Not a few. Dozens—pushing carts, hauling sacks across their backs, moving between tasks in patterns that suggested coordination without supervision. She looked for an overseer with a whip, or even a foreman standing apart from the rest. There was no one. They were simply moving, purposefully, in the cold, as though this were ordinary.

She could not account for it.


They were stopped at the bridge by two guards carrying weapons she didn’t recognize—long and angular, unlike any spear she knew—and wearing uniform clothing that actually fit them. Their bearing was different from the city patrols she’d grown up watching: no performance of authority, no suppressed boredom, no private commerce of who they were and what they could be bribed to overlook.

One of them studied the group for a moment, then asked: “Why have you come from the south? Wait—are you… witches?”

The question landed cleanly, without any of the usual weight that word carried. Tilly knew that witches lived openly here. She had known it before she arrived. But knowing it and hearing it spoken in the matter-of-fact tone of a man doing his job—the same tone he might use to ask if you’d come from the market—were different things. Something passed through her chest that she didn’t immediately name.
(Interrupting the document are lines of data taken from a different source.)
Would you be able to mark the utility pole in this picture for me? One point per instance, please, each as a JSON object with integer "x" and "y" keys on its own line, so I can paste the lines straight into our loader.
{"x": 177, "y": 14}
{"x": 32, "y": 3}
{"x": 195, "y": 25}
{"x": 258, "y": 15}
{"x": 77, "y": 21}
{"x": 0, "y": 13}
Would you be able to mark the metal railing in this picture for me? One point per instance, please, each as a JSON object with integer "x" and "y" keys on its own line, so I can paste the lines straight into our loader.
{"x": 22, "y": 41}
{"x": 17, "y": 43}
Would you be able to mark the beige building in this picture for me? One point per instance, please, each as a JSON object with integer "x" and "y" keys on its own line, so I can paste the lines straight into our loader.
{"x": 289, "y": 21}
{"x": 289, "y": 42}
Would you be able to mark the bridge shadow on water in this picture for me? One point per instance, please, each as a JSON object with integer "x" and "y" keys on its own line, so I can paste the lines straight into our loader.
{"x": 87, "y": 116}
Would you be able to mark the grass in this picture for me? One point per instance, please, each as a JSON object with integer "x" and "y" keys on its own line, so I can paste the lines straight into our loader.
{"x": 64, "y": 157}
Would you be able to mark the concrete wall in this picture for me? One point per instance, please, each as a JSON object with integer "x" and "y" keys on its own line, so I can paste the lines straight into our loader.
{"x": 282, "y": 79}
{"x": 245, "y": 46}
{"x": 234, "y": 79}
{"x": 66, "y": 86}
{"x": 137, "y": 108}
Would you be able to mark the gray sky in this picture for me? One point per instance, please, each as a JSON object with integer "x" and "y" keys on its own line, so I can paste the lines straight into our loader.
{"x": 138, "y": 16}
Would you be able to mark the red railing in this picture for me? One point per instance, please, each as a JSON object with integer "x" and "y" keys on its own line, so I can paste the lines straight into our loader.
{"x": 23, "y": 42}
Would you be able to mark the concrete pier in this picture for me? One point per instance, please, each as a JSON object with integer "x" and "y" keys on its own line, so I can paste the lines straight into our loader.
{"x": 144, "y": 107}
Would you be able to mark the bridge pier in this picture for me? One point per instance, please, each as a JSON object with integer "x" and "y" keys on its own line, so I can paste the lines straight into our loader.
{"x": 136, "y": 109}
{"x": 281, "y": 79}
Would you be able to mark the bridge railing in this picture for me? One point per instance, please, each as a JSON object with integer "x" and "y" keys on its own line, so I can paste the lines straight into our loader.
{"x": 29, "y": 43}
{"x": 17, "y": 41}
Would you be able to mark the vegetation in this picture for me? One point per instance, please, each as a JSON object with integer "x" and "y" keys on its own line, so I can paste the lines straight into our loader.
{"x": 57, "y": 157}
“Yes,” she said. “We are witches.”

“Then you’ll want to join the Witch Alliance.” He relaxed slightly, almost smiled. “Please wait here—I’ll go report this.”

“Wait—” Ashes started.

Tilly extended one hand. “We’ll wait.” To the guard: “Can you tell me what those people along the riverside are doing?”

“Repairing the dock. The early snow caught them off guard—there’s a lot to fix. I don’t know the details.”

He returned to his post. Ashes turned to her, puzzled. “Why didn’t you tell him who you are?”

“Aren’t you curious?” Tilly kept watching the riverside—the steady, unhurried movement of the workers. “I wanted to know what it looks like. What it feels like from outside.”

It didn’t take long.

The woman who came to meet them walked in white, her long blonde hair loose around her shoulders. She was striking the way certain weapons are striking—not ornamented but purposeful, the form inseparable from the function. Even before she spoke, Tilly felt it: a concentrated precision, like a blade that had been drawn and not yet decided where to go.

A combat witch. A strong one.

The woman glanced at Ashes first. “I thought you had already returned to Sleeping Island.” Then her gaze moved across the group—Breeze, Shavi, Andrea—and finally rested on Tilly. Something changed in her expression: the edge of it softened, replaced by something that moved like water rather than light.

“Hello.” She inclined her head. “My name is Nightingale. You must be Tilly Wimbledon—His Highness Roland’s younger sister.”